Authorities were sending some 70 water trucks a day to areas controlled by the army but this would not be enough to supply residents, he said, adding that ISIL had attacked some of the trucks.

Some residents in east Mosul said they had resorted to pumping water from wells.

“We don’t have water or electricity. We are drinking well water but that’s not enough,” said Mohamed Khalil, 25.

Iraqi commanders said around 40 per cent of eastern Mosul had been retaken from the extremists since an offensive to recapture the city began on October 17.

The forces have told civilians to stay at home to prevent massive displacement from the city.

Mr Al Abar said some 1.5 million people were still inside Mosul.

“We need the help of international organisations for the hospitals.

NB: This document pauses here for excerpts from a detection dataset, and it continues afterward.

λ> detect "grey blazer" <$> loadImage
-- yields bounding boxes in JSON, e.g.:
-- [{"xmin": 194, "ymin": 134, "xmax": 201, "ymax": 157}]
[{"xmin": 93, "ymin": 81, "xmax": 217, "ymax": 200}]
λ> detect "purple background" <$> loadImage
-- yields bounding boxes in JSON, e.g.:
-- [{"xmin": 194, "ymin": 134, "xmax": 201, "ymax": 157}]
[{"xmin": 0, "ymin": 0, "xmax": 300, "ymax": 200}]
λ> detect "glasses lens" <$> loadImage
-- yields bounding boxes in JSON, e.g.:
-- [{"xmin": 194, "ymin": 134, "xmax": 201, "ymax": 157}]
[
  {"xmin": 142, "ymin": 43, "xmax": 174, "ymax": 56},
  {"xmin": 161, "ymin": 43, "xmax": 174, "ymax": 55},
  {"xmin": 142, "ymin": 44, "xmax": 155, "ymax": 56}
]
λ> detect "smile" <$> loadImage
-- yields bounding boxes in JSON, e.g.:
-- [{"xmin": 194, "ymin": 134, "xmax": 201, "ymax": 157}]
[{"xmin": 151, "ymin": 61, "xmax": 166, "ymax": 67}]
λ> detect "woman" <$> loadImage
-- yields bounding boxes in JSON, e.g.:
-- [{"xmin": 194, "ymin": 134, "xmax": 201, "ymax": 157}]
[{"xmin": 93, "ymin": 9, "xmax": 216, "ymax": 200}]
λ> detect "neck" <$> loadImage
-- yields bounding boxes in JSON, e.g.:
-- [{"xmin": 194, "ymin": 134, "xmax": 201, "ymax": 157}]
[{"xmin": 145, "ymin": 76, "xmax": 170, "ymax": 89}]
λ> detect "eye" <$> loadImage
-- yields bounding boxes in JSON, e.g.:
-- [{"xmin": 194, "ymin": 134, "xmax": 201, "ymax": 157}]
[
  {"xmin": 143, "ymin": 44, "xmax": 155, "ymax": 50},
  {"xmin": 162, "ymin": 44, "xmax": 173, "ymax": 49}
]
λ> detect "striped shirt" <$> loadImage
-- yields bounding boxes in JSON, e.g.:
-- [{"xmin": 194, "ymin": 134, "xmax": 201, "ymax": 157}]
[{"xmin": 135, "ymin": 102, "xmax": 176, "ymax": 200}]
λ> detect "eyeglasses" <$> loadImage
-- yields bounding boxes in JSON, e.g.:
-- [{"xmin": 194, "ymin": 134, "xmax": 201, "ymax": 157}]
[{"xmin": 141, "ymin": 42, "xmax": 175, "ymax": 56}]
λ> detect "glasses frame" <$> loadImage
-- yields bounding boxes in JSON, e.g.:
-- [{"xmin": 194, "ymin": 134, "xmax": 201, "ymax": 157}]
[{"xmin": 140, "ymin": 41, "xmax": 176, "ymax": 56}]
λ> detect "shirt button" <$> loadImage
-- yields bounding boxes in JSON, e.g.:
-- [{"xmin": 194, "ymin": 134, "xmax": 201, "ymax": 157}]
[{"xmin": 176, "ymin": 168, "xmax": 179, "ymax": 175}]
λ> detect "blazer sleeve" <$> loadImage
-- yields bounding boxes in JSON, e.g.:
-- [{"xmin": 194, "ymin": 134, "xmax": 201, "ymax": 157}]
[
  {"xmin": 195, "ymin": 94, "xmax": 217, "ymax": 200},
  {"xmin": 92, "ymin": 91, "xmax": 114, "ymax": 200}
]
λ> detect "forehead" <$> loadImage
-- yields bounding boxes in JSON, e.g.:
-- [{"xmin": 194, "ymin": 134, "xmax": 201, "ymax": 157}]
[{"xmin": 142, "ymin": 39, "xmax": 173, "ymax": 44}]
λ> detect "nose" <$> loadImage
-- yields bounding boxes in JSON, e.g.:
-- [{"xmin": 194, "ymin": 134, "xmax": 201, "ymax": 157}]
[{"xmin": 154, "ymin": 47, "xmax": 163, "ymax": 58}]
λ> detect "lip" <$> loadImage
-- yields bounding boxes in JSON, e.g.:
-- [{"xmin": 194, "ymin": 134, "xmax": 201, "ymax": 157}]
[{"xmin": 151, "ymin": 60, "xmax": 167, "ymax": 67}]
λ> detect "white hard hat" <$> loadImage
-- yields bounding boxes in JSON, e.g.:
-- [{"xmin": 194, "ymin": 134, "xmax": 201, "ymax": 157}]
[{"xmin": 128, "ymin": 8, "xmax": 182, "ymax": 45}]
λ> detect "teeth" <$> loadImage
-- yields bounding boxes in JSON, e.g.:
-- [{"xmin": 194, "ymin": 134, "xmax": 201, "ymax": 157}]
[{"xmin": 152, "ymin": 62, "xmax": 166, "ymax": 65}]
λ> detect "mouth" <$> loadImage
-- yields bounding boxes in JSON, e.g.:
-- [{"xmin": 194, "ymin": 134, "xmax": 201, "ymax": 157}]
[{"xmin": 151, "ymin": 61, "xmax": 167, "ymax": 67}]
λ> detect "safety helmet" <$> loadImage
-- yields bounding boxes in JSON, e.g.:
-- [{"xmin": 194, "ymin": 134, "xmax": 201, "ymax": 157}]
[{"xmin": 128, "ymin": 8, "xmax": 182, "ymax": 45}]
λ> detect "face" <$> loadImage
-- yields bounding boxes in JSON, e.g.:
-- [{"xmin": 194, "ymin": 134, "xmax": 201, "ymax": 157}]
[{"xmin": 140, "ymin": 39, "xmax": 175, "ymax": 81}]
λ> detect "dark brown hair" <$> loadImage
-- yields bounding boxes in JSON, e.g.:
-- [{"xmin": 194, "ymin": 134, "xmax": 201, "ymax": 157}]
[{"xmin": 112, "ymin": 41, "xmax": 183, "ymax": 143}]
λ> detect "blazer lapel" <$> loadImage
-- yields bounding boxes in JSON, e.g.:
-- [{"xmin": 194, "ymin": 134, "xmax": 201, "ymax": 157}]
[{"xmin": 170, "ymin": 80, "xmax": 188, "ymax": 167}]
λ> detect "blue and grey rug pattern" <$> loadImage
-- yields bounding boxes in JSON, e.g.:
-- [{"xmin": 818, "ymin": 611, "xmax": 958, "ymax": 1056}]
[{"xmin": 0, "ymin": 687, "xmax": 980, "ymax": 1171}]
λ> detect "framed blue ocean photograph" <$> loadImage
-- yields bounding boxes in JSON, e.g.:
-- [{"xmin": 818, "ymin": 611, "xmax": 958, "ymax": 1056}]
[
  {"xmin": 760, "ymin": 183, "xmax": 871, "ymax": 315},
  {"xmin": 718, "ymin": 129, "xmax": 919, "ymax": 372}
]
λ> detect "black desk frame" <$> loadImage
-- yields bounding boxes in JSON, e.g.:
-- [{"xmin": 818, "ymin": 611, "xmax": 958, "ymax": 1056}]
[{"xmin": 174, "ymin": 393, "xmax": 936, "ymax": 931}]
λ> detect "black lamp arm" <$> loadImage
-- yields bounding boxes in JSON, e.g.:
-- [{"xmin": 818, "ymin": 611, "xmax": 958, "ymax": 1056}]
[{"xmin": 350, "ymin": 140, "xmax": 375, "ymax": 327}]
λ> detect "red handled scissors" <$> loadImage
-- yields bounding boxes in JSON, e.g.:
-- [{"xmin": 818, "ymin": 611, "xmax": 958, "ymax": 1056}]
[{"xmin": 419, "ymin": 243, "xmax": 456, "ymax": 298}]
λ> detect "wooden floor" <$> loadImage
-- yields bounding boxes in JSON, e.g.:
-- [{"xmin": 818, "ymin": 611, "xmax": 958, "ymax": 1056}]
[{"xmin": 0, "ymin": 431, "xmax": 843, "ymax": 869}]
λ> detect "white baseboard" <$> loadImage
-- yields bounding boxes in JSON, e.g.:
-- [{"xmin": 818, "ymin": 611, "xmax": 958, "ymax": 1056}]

We have people wounded from suicide bombings and rocket attacks from Daesh who need treatment,” he said.

When Mr Al Abar arrived at a field hospital in an eastern suburb he tried to calm angry people, many of whom had been displaced from inside Mosul.

“We don’t have water, food, electricity,” said Nadim Shibab, one of the displaced. “Nothing, nothing, no life.”

With winter setting in, aid workers say a full siege is developing around the city and poor families are struggling to feed themselves after prices rose sharply in tandem with the offensive.

The longer the conflict drags on, the more civilians will suffer as they are also exposed to violence from the militants bent on crushing any opposition to their rule.

Deputy UN high commissioner for human rights Kate Gilmore said on Wednesday there were reports that ISIL shot dead 27 civilians in public in Mosul’s Muhandiseen Park last week. The group has previously killed residents it suspects of collaborating with the Iraqi army.